Managing inactive accounts and eligible rollover balances can be a complex part of this process. PensionBee is designed to support the administration of eligible distributions by facilitating the transfer of assets into an institutional-grade IRA. For advisors, it offers a way to address inactive participant balances that commonly arise during plan reviews and termination events. For plan sponsors, it can help streamline the handling of eligible rollover accounts while reducing administrative complexity and supporting a more efficient plan wind-down process.

Frequently Asked Questions (FAQs)

What is a retirement plan termination?

A retirement plan termination occurs when an employer formally and permanently ends a qualified plan, such as a 401(k) or 403(b), followed by required distributions and regulatory filings.

Why do employers terminate a 401(k) plan?

Employers may terminate a plan due to business closure, mergers or acquisitions, bankruptcy, low participation, or changes in retirement benefit strategy.

What are the basic requirements for terminating a 401(k) plan?

When a plan sponsor terminates a 401(k) plan, ERISA compliance generally requires a structured, documented process that ensures the plan is properly frozen, corrected, and fully distributed before final closure. The IRS provides guidance on the actions for a compliant plan termination, which typically includes the following steps

What happens to participant accounts after a plan is terminated?

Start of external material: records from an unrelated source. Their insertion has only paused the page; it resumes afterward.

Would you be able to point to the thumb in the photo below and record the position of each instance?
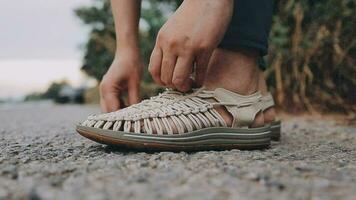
(133, 91)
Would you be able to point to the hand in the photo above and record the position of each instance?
(123, 75)
(188, 38)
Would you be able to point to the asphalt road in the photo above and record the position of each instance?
(42, 157)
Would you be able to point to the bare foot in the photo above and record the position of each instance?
(236, 71)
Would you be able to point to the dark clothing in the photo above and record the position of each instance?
(249, 26)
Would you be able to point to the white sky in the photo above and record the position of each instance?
(39, 43)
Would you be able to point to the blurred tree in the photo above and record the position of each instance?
(312, 55)
(100, 48)
(311, 58)
(54, 89)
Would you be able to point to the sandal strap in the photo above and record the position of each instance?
(242, 108)
(266, 101)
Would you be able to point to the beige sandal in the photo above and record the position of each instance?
(175, 121)
(275, 126)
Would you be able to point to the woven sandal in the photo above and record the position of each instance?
(175, 121)
(275, 126)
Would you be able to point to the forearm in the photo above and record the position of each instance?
(126, 16)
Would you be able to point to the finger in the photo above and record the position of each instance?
(201, 67)
(167, 68)
(154, 66)
(181, 75)
(133, 92)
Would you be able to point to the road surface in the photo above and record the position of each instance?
(42, 157)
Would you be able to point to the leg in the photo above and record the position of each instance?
(234, 65)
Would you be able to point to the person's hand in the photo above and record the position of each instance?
(124, 75)
(188, 38)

Participants must either take a distribution or roll their assets into another qualified plan or IRA. The plan cannot continue holding accounts after termination is complete.

What are the distribution options during plan termination?

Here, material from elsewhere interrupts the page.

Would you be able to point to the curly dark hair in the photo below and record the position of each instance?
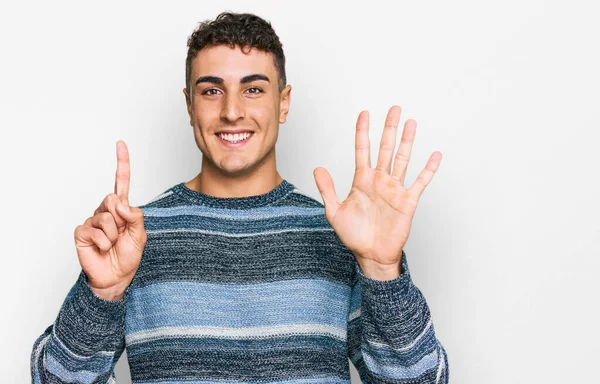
(243, 29)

Common options include a lump-sum cash distribution, direct rollover to another employer plan, rollover to an IRA, or an automatic rollover IRA for eligible small balances.

When do force-out rules apply?

Force-out rules apply when a terminated participant's vested balance falls between $1,000 and $7,000, and the participant does not make an affirmative election about where the funds should go. Under DOL Reg. 2550.404a-2, those balances can be rolled into a Safe Harbor IRA. Balances under $1,000 may be distributed as cash.

What is a Safe Harbor IRA? 

A Safe Harbor IRA is an individual retirement account used to receive distributions from retirement plans for terminated employees with small account balances (under $7,000). Under ERISA and SECURE 2.0, plan sponsors may roll these balances into Safe Harbor IRAs rather than distributing them as cash.

How does SECURE 2.0 affect force-out thresholds? 

SECURE 2.0 raised the automatic rollover threshold from $5,000 to $7,000, effective for distributions made after December 31, 2023. Plan sponsors and RIAs advising plan sponsor clients should confirm their plan documents and force-out procedures have been updated to reflect the new threshold.

How do plan terminations impact retirement accounts?

When a retirement plan terminates, participants must take action to move or distribute their account balances within a defined timeframe. If no active election is made, assets are distributed according to plan rules, which may include an automatic rollover into a Safe Harbor IRA or, for smaller balances, a cash distribution or check sent to the participant.

Disclaimer

Investing involves risk. This post, and any associated customer testimonial or third party endorsement, is provided solely for informational and educational purposes, should not be taken as tax, legal, financial or investment advice and is not an offer, solicitation, or recommendation to buy or sell any securities or investments.